20570 - DATA ANALYTICS AND VISUALIZATION
Course taught in English
Go to class group/s: 22
- Multivariate samples. Summary statistics for multivariate samples. Geometric interpretation of data matrices. Space of the cases and distances. Total and generalized variance and their geometric interpretation.
- Principal component analysis (PCA). PC transformation. Property of PCs and their interpretation. Evaluation of results, and graphical representations.
- Factor analysis (FA). The Factor model: definition and assumptions. Parameter estimates: the principal component and the principal factor methods. Interpretation of factors: factors rotation. Factor Scores and factorial maps.
- Simple correspondence analysis (SCA). Association between categorical variables. Profiles and Chi-square metric. Factors and their interpretation. Graphical representation and analysis of results.
- Cluster analysis (CA). Distance and dissimilarity matrices. Hierarchical and partitioning clustering methods. Choice of the number of clusters. Criteria for the evaluation of a partition.
The final grade for attending students is based on a practical and on a theoretical exam, exactly as described for not attending students. Nonetheless, attending students can give the theoretical exam in two partial exams. The first partial exam concerns PCA and FA. The second partial exam concerns CA and SCA.

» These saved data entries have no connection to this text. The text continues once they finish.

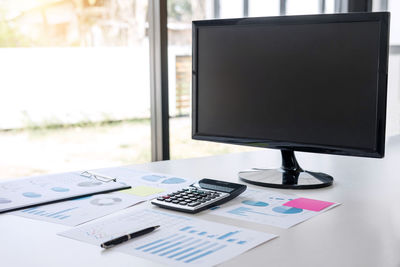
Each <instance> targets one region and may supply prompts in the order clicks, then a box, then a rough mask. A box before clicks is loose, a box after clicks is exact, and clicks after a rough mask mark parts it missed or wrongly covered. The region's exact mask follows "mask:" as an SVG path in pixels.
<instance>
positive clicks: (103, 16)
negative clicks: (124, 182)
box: [0, 0, 150, 178]
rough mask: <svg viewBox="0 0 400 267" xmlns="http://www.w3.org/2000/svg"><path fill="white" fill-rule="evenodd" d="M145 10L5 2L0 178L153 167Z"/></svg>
mask: <svg viewBox="0 0 400 267" xmlns="http://www.w3.org/2000/svg"><path fill="white" fill-rule="evenodd" d="M147 7H148V1H147V0H76V1H58V0H2V1H1V2H0V58H1V61H2V64H0V73H1V77H2V79H1V97H0V147H1V151H0V162H1V163H0V178H7V177H16V176H23V175H32V174H41V173H50V172H61V171H67V170H77V169H92V168H100V167H106V166H111V165H121V164H132V163H136V162H146V161H150V78H149V69H150V68H149V41H148V36H147V25H148V23H147Z"/></svg>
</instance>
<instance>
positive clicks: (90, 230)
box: [61, 209, 275, 266]
mask: <svg viewBox="0 0 400 267" xmlns="http://www.w3.org/2000/svg"><path fill="white" fill-rule="evenodd" d="M132 221H135V225H136V227H138V228H140V227H145V226H148V225H153V224H154V225H155V224H159V225H160V226H161V227H160V228H159V229H158V230H157V231H155V232H153V233H151V234H149V235H146V236H143V237H140V238H137V239H135V240H132V242H127V243H125V244H122V245H121V246H118V247H115V248H114V249H116V250H118V251H121V252H124V253H127V254H131V255H135V256H140V257H143V258H148V259H151V260H157V261H159V262H161V263H164V264H170V265H174V266H177V265H188V264H190V265H199V266H209V265H215V264H218V263H221V262H222V261H225V260H228V259H230V258H232V257H234V256H236V255H239V254H241V253H243V252H245V251H246V250H249V249H251V248H252V247H255V246H257V245H259V244H261V243H263V242H266V241H268V240H270V239H272V238H274V237H275V235H272V234H267V233H262V232H256V231H251V230H247V229H243V228H238V227H233V226H228V225H223V224H217V223H212V222H206V221H202V220H198V219H195V218H192V217H185V216H178V215H175V214H170V213H166V212H160V211H157V210H155V209H142V210H140V211H137V212H134V213H132V214H130V215H129V216H127V215H125V216H124V217H121V218H115V219H113V220H112V221H111V220H108V221H104V222H103V223H99V224H96V225H84V226H82V227H80V228H79V227H78V228H77V229H73V230H70V231H67V232H65V233H62V234H61V235H63V236H66V237H70V238H74V239H78V240H81V241H85V242H89V243H92V244H96V245H99V244H100V243H102V242H104V241H107V240H109V239H112V238H115V237H117V236H118V235H122V234H125V233H128V232H130V231H133V230H134V229H132V228H130V229H129V227H128V226H130V227H132ZM139 225H142V226H139Z"/></svg>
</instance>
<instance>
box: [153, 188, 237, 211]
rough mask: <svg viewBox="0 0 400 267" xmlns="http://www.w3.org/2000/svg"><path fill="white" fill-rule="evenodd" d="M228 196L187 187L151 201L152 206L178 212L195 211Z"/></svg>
mask: <svg viewBox="0 0 400 267" xmlns="http://www.w3.org/2000/svg"><path fill="white" fill-rule="evenodd" d="M227 196H229V194H227V193H223V192H218V191H212V190H205V189H199V188H196V187H189V188H184V189H181V190H178V191H176V192H173V193H169V194H167V195H164V196H160V197H158V198H157V199H154V200H152V201H151V202H152V203H153V204H156V205H159V206H166V207H171V208H175V209H180V210H188V211H195V210H197V209H200V208H203V207H205V206H210V207H212V203H214V202H217V201H219V200H221V199H223V198H225V197H227Z"/></svg>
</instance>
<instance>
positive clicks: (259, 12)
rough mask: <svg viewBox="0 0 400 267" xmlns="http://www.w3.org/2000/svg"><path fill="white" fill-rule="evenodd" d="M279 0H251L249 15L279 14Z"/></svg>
mask: <svg viewBox="0 0 400 267" xmlns="http://www.w3.org/2000/svg"><path fill="white" fill-rule="evenodd" d="M279 4H280V1H279V0H269V1H265V0H250V1H249V16H251V17H259V16H279V12H280V11H279Z"/></svg>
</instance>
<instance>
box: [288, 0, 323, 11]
mask: <svg viewBox="0 0 400 267" xmlns="http://www.w3.org/2000/svg"><path fill="white" fill-rule="evenodd" d="M319 2H320V1H319V0H300V1H299V0H286V15H303V14H316V13H319Z"/></svg>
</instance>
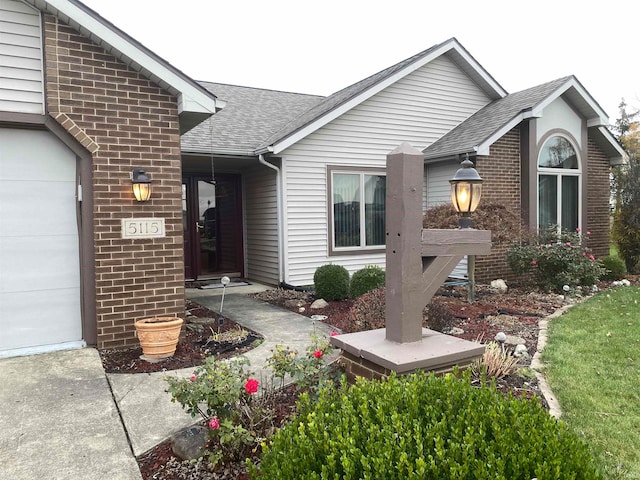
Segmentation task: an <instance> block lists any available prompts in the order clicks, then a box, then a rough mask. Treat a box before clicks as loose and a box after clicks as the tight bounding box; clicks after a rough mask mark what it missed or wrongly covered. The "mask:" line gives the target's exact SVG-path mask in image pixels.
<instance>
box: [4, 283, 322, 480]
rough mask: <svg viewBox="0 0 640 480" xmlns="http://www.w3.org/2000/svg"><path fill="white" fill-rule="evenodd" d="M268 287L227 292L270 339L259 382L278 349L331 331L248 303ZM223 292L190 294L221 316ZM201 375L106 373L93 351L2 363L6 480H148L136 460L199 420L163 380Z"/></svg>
mask: <svg viewBox="0 0 640 480" xmlns="http://www.w3.org/2000/svg"><path fill="white" fill-rule="evenodd" d="M264 289H266V287H262V286H256V285H250V286H247V287H234V288H229V289H227V292H226V298H225V301H224V311H223V313H224V315H225V316H227V317H229V318H231V319H233V320H235V321H237V322H238V323H240V324H242V325H244V326H245V327H247V328H250V329H252V330H255V331H257V332H258V333H260V334H262V335H263V336H264V337H265V341H264V342H263V343H262V344H261V345H260V346H259V347H257V348H255V349H253V350H251V351H249V352H248V353H247V354H246V357H247V358H248V359H249V360H250V362H251V369H252V370H253V371H254V372H256V375H257V377H258V378H260V375H261V374H263V373H268V372H266V371H265V361H266V359H267V358H268V357H269V356H270V355H271V350H272V349H273V348H274V347H275V346H276V345H277V344H285V345H287V346H289V347H291V348H294V349H296V350H298V351H301V352H302V351H304V350H305V348H306V346H307V345H308V344H309V341H310V337H309V335H310V333H311V332H312V331H313V329H314V328H316V329H318V330H321V331H323V332H326V333H327V334H328V333H329V327H327V326H326V325H325V324H322V323H321V322H315V324H314V322H312V321H311V320H310V319H308V318H307V317H304V316H302V315H298V314H295V313H292V312H289V311H287V310H283V309H281V308H278V307H274V306H272V305H270V304H267V303H263V302H258V301H256V300H253V299H251V298H249V297H248V296H247V293H252V292H255V291H260V290H264ZM221 293H222V290H221V289H214V290H195V289H189V290H187V296H188V297H189V298H192V299H193V300H194V301H196V302H198V303H200V304H202V305H204V306H206V307H208V308H210V309H212V310H215V311H219V309H220V299H221V298H220V294H221ZM193 370H194V369H193V368H188V369H182V370H175V371H171V372H164V373H163V372H158V373H153V374H105V372H104V369H103V368H102V364H101V362H100V357H99V355H98V352H97V350H95V349H92V348H85V349H80V350H70V351H64V352H55V353H47V354H41V355H33V356H27V357H17V358H9V359H2V360H0V478H2V479H4V478H6V479H11V480H33V479H38V480H49V479H61V480H62V479H73V480H84V479H96V478H102V479H105V480H106V479H108V480H140V479H141V476H140V472H139V470H138V465H137V463H136V460H135V458H134V456H138V455H140V454H142V453H144V452H146V451H147V450H149V449H151V448H152V447H154V446H155V445H156V444H158V443H160V442H162V441H163V440H165V439H167V438H168V437H170V436H171V435H172V434H173V433H174V432H176V431H178V430H180V429H182V428H184V427H187V426H190V425H192V424H194V423H196V422H197V421H199V420H200V419H199V418H192V417H190V416H189V415H187V414H186V413H185V412H184V410H183V409H182V407H180V405H179V404H176V403H171V396H170V395H169V394H168V393H166V389H167V383H166V381H165V380H164V377H165V375H176V376H180V377H188V376H190V375H191V373H192V372H193Z"/></svg>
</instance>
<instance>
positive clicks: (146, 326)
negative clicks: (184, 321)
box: [135, 317, 183, 360]
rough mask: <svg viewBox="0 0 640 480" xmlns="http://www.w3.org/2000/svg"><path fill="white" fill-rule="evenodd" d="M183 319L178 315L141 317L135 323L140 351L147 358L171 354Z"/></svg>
mask: <svg viewBox="0 0 640 480" xmlns="http://www.w3.org/2000/svg"><path fill="white" fill-rule="evenodd" d="M182 323H183V320H182V319H181V318H178V317H151V318H143V319H142V320H138V321H137V322H136V323H135V326H136V331H137V332H138V340H139V341H140V346H141V347H142V353H143V355H144V356H145V357H147V358H149V359H154V360H157V359H161V358H167V357H171V356H173V354H174V353H175V351H176V346H177V345H178V337H179V336H180V328H181V327H182Z"/></svg>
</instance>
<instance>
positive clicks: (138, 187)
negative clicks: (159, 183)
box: [131, 168, 151, 202]
mask: <svg viewBox="0 0 640 480" xmlns="http://www.w3.org/2000/svg"><path fill="white" fill-rule="evenodd" d="M131 183H132V184H133V195H134V196H135V197H136V200H138V201H139V202H146V201H147V200H149V198H151V179H150V178H149V175H148V174H147V173H146V172H145V171H144V170H143V169H142V168H134V169H133V171H132V172H131Z"/></svg>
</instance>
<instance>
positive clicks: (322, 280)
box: [313, 264, 349, 301]
mask: <svg viewBox="0 0 640 480" xmlns="http://www.w3.org/2000/svg"><path fill="white" fill-rule="evenodd" d="M313 284H314V288H315V292H316V297H318V298H324V299H325V300H327V301H331V300H344V299H345V298H349V272H347V269H346V268H344V267H342V266H340V265H332V264H329V265H323V266H321V267H318V268H317V269H316V271H315V273H314V274H313Z"/></svg>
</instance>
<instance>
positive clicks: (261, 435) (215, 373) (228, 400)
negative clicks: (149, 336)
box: [165, 357, 277, 468]
mask: <svg viewBox="0 0 640 480" xmlns="http://www.w3.org/2000/svg"><path fill="white" fill-rule="evenodd" d="M248 364H249V361H248V360H247V359H246V358H243V357H238V358H235V359H232V360H231V361H228V362H224V361H217V360H216V359H215V358H214V357H209V358H207V359H206V361H205V363H204V365H202V366H201V367H198V368H197V369H196V370H195V372H194V373H193V375H191V377H190V378H188V379H184V378H178V377H172V376H167V377H165V380H166V381H167V382H168V383H169V388H168V390H169V393H170V394H171V401H172V402H178V403H180V405H182V408H184V409H185V410H186V411H187V412H188V413H189V414H190V415H191V416H192V417H195V416H197V415H200V416H201V417H202V418H203V419H204V420H205V421H206V422H207V425H208V426H209V430H208V432H209V439H210V441H209V444H208V447H207V448H208V450H207V456H208V460H209V462H210V464H211V466H212V467H214V468H215V467H217V466H218V465H219V464H221V463H222V462H223V461H230V462H232V461H238V460H243V459H245V458H246V457H247V456H249V455H250V454H251V452H254V451H255V450H256V449H257V448H258V447H259V446H260V444H261V443H262V442H263V441H265V440H266V439H267V438H268V437H269V435H270V434H271V433H272V432H273V431H274V429H275V427H276V425H275V418H276V415H275V411H276V408H277V404H276V397H275V392H274V390H273V388H271V387H272V386H271V385H265V383H264V382H263V383H262V384H261V383H260V382H258V380H256V379H254V378H251V375H250V372H248V371H247V370H246V368H245V367H246V366H247V365H248ZM258 389H260V394H259V395H257V392H258Z"/></svg>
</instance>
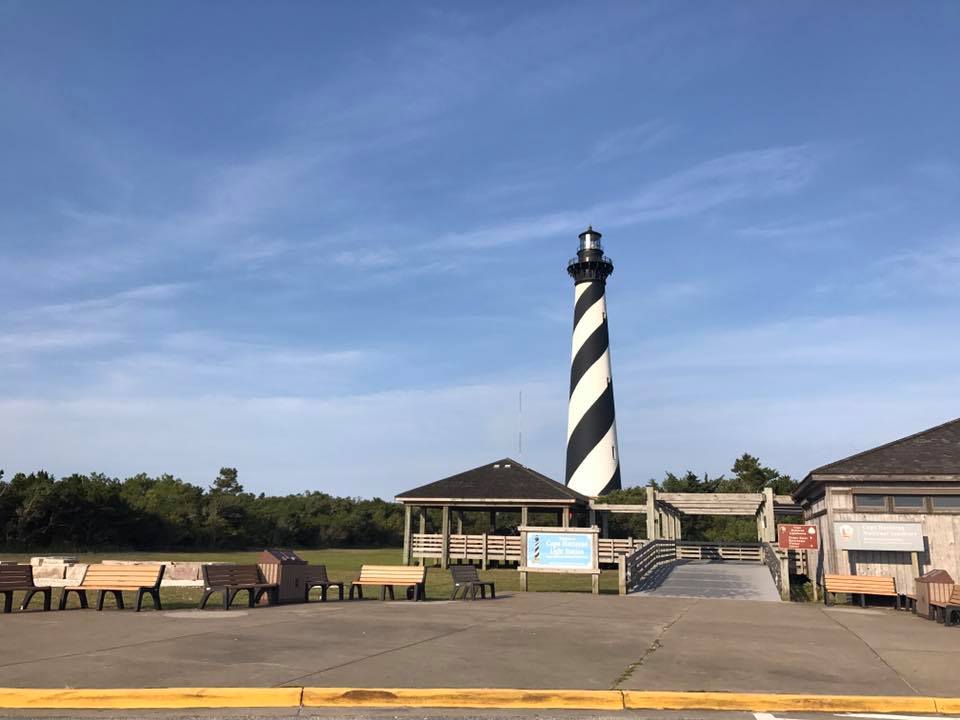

A student is considered as attending if
- He/she attended at least 4 of the lab sessions dedicated to PCA and FA (and at least one lab for each technique) and at least 4 of the lab sessions dedicated to CA and SCA (and at least one lab for each technique).
For non attending students
The final grade is based on
- A practical exam. Analysis of a real data set (Pc-lab session).
- A theoretical exam (written exam concerning the methodological issues discussed during the course and possibly comments on software output).
- The slides of the course are made available on the blackboard.
- R.A. JOHNSON, D.W. WICHERN, Applied Multivariate Statistical Analysis, Prentice Hall, 2002, 5th edition.
- J. LATTIN, J.D. CARROLL, P.E. GREEN, Analyzing Multivariate Data, Thomson, 2003.
- Basic notions of statistics. Descriptive statistics (univariate and bivariate). Most relevant inferential concepts (samples, statistics, estimators, hypothesis testing, p-values).
- Students are expected to be able to work with Excel and Word (basic skills).